A Tidelli chega a SP-Arte 2026 com a Coleção Jasmine – primeira parceria com os designers italianos Valerio Sommella e Simone Bonanni, com curadoria da BOOMSPDESIGN. Inspiradas no florescimento do jasmim, as peças traduzem uma linguagem orgânica e fluida, com silhuetas que parecem traçadas em um único gesto contínuo. O lançamento marca também a estreia das cordas bouclé, novos fios acrílicos com acabamento fosco e textura envolvente desenvolvidos integralmente no parque industrial da marca em Salvador (BA).
Peças de plástico reciclado, Superlimão | Vaique

Em parceria com a Vaique, empresa especializada em materiais de baixo impacto, o escritório Superlimão apresenta uma pesquisa que desafia o imaginário do reciclado. O ponto de partida é um plástico translúcido desenvolvido a partir de invólucros coletados no polo têxtil do Rio de Janeiro – material que, pela qualidade visual incomum, rompe com a referência opaca normalmente associada ao reciclado.
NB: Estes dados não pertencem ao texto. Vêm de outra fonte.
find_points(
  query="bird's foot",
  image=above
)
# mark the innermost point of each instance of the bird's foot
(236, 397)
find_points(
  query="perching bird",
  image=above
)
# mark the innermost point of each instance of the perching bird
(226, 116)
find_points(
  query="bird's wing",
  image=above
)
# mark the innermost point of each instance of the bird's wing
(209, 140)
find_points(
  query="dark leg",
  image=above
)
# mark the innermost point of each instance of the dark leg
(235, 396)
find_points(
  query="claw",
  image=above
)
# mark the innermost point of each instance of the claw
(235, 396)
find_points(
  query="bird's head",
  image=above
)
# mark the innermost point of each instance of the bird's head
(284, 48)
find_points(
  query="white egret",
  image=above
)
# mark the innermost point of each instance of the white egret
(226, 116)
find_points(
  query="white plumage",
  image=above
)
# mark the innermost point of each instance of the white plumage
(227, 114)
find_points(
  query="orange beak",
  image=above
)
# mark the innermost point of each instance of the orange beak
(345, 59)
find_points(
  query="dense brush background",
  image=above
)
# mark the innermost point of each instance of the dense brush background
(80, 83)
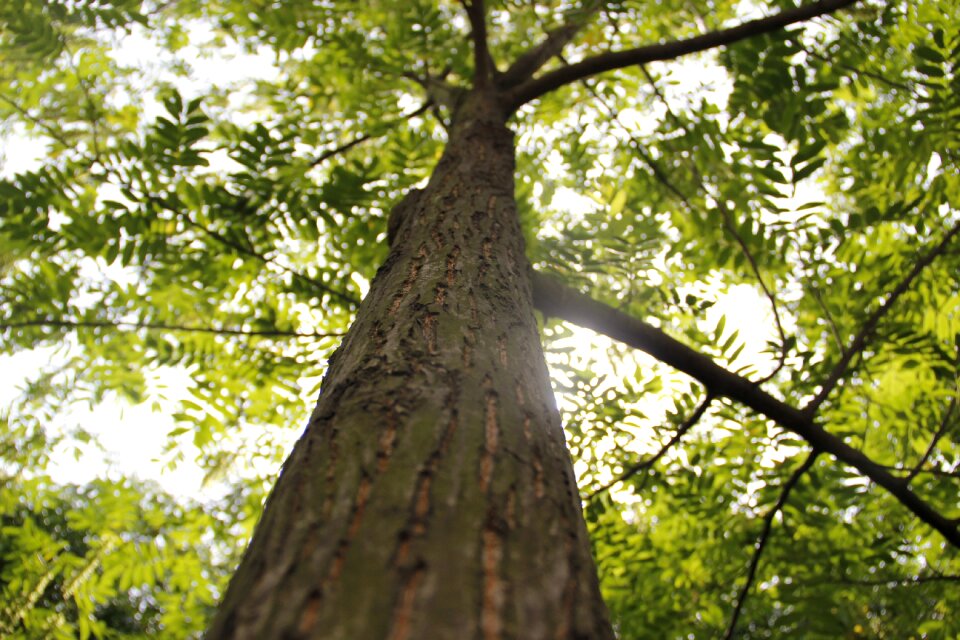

Tramado manualmente em técnicas inspiradas na cestaria ancestral, ele ganha forma em vasos e estruturas tridimensionais no estande do escritório, e escala arquitetônica na instalação suspensa que marca a entrada da feira.
Dobra-Tempo, Andreas Anwander, Alexandre Kissajikian e Atelier Atlas

O que o design tem a ver com o ócio, o jogo e a relação não utilitária com os objetos? É a partir dessa pergunta que Andreas Anwander, Alexandre Kissajikian e o Atelier Atlas – designers que compartilham um espaço na Barra Funda desde 2022 – desenvolveram Dobra-Tempo, instalação concebida especialmente para a SP-Arte 2026. Inspirada no Abitacolo de Bruno Munari e no Elogio ao Ócio de Bertrand Russell, a obra dialoga com os brinquedões de parques públicos e é construída de metal tubular e madeira sucupira. Mais do que mobiliário, propõe-se como um dispositivo aberto – capaz de estimular tanto a contemplação quanto o jogo, resgatando na vida adulta algo que a infância guarda com naturalidade.